# textcleaner

> Clean text data before feature extraction.

In [None]:
#| default_exp clean

In [None]:
#| hide
from nbdev.showdoc import *
from fastcore.test import *

In [None]:
#| export
from lxml import html
from sklearn.base import BaseEstimator, TransformerMixin

In [None]:
#| export
class TextCleaner(BaseEstimator, TransformerMixin):
	""" A component for a Sci-kit learn pipeline to clean clean text data, including normalizing characters and whitespace, stripping whitespace before and after text, and removing html tags, . """
	def __init__(self, 
			  character_replacements:dict = None, # character replacements for character normalization - a dict with key as the character to replace and value as the replacement character
			  remove_html:bool = False, # whether to remove html tags
			  strip_whitespace:bool = False, # whether to remove whitespace from the start and end of the text
			  normalize_whitespace:bool = False # whether to replace one or more whitespace characters with a single space
			  ):
		self.character_replacements = character_replacements
		self.remove_html = remove_html
		self.strip_whitespace = strip_whitespace
		self.normalize_whitespace = normalize_whitespace

		if self.character_replacements is not None:
			self._character_replacement_translator(self.character_replacements)

	def _character_replacement_translator(self, 
									   	  character_replacements:dict = None 
										  ):
		""" Prepare a translation table for character replacements """
		self.character_replacements_translator_ = str.maketrans(character_replacements)

	def _normalize_characters(self,
						  	text:str # the text to normalize 
							) -> str:
		""" Normalize characters in a text using a dictionary of replacements """
		return text.translate(self.character_replacements_translator_)

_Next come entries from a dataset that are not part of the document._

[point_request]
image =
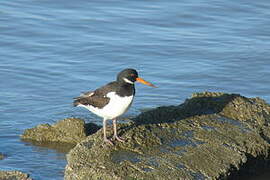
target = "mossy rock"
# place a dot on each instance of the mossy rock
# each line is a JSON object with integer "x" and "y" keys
{"x": 209, "y": 136}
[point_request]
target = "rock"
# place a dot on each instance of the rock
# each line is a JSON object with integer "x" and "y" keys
{"x": 13, "y": 175}
{"x": 1, "y": 156}
{"x": 71, "y": 130}
{"x": 209, "y": 136}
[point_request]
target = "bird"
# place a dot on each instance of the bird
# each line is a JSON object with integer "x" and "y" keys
{"x": 112, "y": 100}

	def _remove_html_from_string(self, 
								text:str # the string to remove html from
								) -> str:
		tree = html.fromstring(text)
		return tree.text_content()
	
	def _strip_whitespace(self,
						text:str # the text to strip whitespace from
						) -> str:
		""" Strip whitespace from before and after text """
		return text.strip()
	
	def _normalize_whitespace(self,
							text:str # the text to normalize whitespace in
							) -> str:
		""" Normalize whitespace in a text by replacing one or more whitespace characters with a single space """
		return ' '.join(text.split())
	
	def fit(self, X, y=None):
		""" Fit is implemented, but does nothing. """
		return self

	def transform(self, 
			   	  X:list, # the text to transform
			   	  ) -> list: # the transformed text
		""" Applies transformations to the text data."""
		transformations = []

		if self.character_replacements is not None:
			self._character_replacement_translator(self.character_replacements)
			transformations.append(self._normalize_characters)

		if self.remove_html:
			transformations.append(self._remove_html_from_string)

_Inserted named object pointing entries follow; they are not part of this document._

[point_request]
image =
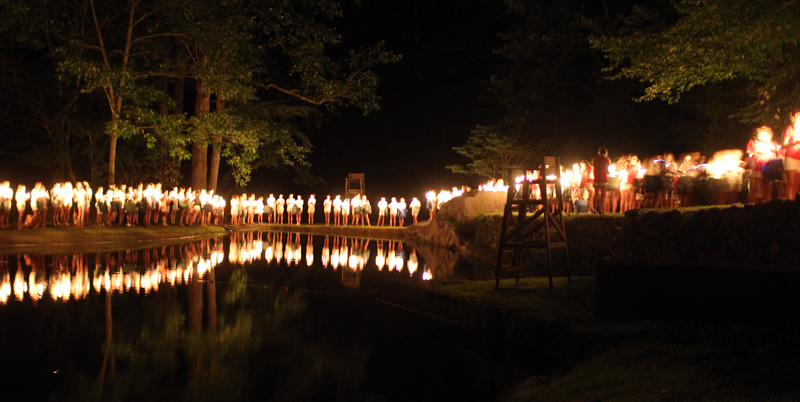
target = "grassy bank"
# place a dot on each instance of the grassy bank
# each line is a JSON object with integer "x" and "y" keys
{"x": 70, "y": 239}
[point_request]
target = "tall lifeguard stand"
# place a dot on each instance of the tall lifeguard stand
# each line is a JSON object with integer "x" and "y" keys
{"x": 354, "y": 184}
{"x": 542, "y": 197}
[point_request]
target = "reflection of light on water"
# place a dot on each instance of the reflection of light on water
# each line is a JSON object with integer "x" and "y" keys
{"x": 380, "y": 260}
{"x": 335, "y": 258}
{"x": 426, "y": 275}
{"x": 390, "y": 260}
{"x": 413, "y": 263}
{"x": 309, "y": 255}
{"x": 20, "y": 287}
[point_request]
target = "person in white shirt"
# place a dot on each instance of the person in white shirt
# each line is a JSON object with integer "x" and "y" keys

		if self.strip_whitespace:
			transformations.append(self._strip_whitespace)

		if self.normalize_whitespace:
			transformations.append(self._normalize_whitespace)
		
		if len(transformations) > 0:
			return [self.apply_transformations(text, transformations) for text in X]
		else:
			return X

	def apply_transformations(self,
							  text: str, # the text to transform 
							  transformations # the transformations to apply
							  ) -> str: # the transformed text
		""" Apply a series of transformations to a text. """
		for method in transformations:
			text = method(text)
		return text



Here's an example that removes html, strips and normalizes whitespace and normalizes single quotes.

Only apply what makes sense for your use case.

Note: The character_replacement dictionary is used to specify single-character replacements. This will raise a ValueError if the input strings are longer than 1 character. 

In [None]:
documents = [
    "<p>Some text with <b>html</b> tags</p>",
    "Some text with      extra whitespace",
    "Some text with ‘single quotes’",
    "Some text with  \t a tab character",
    "   Some text with whitespace before and after the text  \n ",
]

character_replacements ={
    "‘": "'",
    "’": "'",
}

text_cleaner = TextCleaner(
    character_replacements=character_replacements,
    remove_html=True,
    strip_whitespace=True,
    normalize_whitespace=True,
)
cleaned_documents = text_cleaner.fit_transform(documents)

for i, doc in enumerate(cleaned_documents):
    print(f"Original: {documents[i]}")
    print(f"Cleaned: {doc}")
    print()

Original: <p>Some text with <b>html</b> tags</p>
Cleaned: Some text with html tags

Original: Some text with      extra whitespace
Cleaned: Some text with extra whitespace

Original: Some text with ‘single quotes’
Cleaned: Some text with 'single quotes'

Original: Some text with  	 a tab character
Cleaned: Some text with a tab character

Original:    Some text with whitespace before and after the text  
 
Cleaned: Some text with whitespace before and after the text



In [None]:
#| hide
try:
    text_cleaner = TextCleaner(character_replacements={"123": ""})
    text_cleaner.transform(["123Hello, world! This is a 'test'."])  # Should raise an error
except ValueError as e:
    assert True

text_cleaner = TextCleaner(character_replacements={"'": "", "’": "", "“": "", "”": "", "‘": "", '"': ""})
assert text_cleaner.transform(["Hello, world! This is a 'test'."]) == ["Hello, world! This is a test."]
assert text_cleaner.transform(["Hello, world! This is a ‘test’."]) == ["Hello, world! This is a test."]

text_cleaner = TextCleaner(strip_whitespace=True)
assert text_cleaner.transform(["   Hello, world! This is a 'test'.   "]) == ["Hello, world! This is a 'test'."]

text_cleaner = TextCleaner(normalize_whitespace=True)
assert text_cleaner.transform(["Hello, world!    This is a 'test'.   "]) == ["Hello, world! This is a 'test'."]

text_cleaner = TextCleaner(remove_html=True)
assert text_cleaner.transform(["<p>Hello, world! This is a 'test'.</p>"]) == ["Hello, world! This is a 'test'."]

text_cleaner = TextCleaner(character_replacements={"'": "", "’": "", "“": "", "”": "", "‘": "", '"': ""},
                            remove_html=True,
                            strip_whitespace=True,
                            normalize_whitespace=True)
assert text_cleaner.transform(["   <p>Hello, world! This is a 'test'.</p>   ", "'Hello,   world!', <br>\n he said!"]) == ["Hello, world! This is a test.", "Hello, world!, he said!"]

In [None]:
#| hide
import nbdev; nbdev.nbdev_export()